Das Gericht wertet den Sach- und Streitstand so, dass die Beklagte dieser Darlegungs- und Beweislast doch schon ausreichend genügt hat, allerdings bei großzügiger Würdigung allenfalls soweit es die Situation bis zur Vollendung des 12. Lebensjahres betrifft. Das Kind U leidet sehr unter dem Pfapa-Syndrom und den fortlaufenden weiteren Krankheitsbildern und hat von daher einen ganz erheblich gesteigerten Betreuungsbedarf. Dieser wurde von der Beklagten umfassend dargelegt und auch durch Arztatteste und Bescheinigungen der Schule untermauert. Das Kind hatte im Jahr 2007 118 Krankheitstage. Im ersten Halbjahr 2008 waren nach den glaubhaften Angaben der Beklagten 68 Krankheitstage gegeben. Im Schuljahr #####/####lagen 26 Fehltage vor. Etwa 16 mal musste das Kind vorzeitig abgeholt werden. Für die Nacharbeitung des Schulstoffs wurde vom Schulamt ein Hauslehrer bewilligt, der 2 mal in der Woche kommt. Dies spricht für sich.
Gleichwohl hält das Gericht es nicht für billig und dem neuen Unterhaltsrecht mit seiner erheblich stärkeren Betonung der Eigenverantwortung von Ehegatten entsprechend, wenn ein voller Betreuungsunterhaltsanspruch ohne jegliche Erwerbsverpflichtung über die Vollendung des 12. Lebensjahres des Kindes hinaus bestünde.
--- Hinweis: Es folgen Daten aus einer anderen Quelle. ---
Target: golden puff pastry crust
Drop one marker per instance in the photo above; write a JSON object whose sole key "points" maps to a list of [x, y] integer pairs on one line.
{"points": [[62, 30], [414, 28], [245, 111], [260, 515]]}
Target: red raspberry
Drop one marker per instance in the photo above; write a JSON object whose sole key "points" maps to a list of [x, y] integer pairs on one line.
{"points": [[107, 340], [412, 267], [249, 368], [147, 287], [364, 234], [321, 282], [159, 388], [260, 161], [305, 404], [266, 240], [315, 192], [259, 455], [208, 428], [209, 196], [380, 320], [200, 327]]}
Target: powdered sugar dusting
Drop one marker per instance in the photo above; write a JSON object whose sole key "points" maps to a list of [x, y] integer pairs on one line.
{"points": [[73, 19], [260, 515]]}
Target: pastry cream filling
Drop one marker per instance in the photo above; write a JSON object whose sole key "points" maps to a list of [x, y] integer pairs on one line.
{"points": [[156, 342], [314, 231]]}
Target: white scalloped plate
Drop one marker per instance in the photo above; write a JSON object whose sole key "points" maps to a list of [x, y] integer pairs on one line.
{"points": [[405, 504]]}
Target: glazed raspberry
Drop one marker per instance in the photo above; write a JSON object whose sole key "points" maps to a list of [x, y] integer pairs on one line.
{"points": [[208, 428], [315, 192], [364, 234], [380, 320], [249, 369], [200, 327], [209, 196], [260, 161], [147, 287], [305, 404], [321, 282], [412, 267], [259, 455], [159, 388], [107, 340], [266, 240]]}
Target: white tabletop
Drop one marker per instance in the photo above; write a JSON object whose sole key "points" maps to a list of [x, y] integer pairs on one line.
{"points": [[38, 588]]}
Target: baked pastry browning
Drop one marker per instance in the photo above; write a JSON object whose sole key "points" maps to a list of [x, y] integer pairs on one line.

Die Beklagte hat ja sogar selbst, schon für die Vergangenheit eine gewisse Erwerbstätigkeit eingeräumt. Es ist für das Gericht deshalb selbst auf der Basis des Beklagtenvorbringen keineswegs völlig klar, dass der Umfang der Erwerbstätigkeit das Maximum dessen wäre, was der Beklagten möglich wäre. Sie arbeitet nach ihrer Darstellung lediglich als Putzkraft, ua. in einem Friseursalon. Das Gericht kann nicht nachvollziehen, weshalb die Beklagte sich offensichtlich nicht einmal bemüht hat bisher, in ihrem erlernten Beruf in der geschilderten flexiblen Art und Weise, etwa als "Springerin" oder "Stand-by- Kraft zu arbeiten oder aber zeitlich flexibel mehr an Putzstellen zu finden. Es fehlt jeglicher Vortrag zu irgendwelchen Bemühungen in diese Richtung.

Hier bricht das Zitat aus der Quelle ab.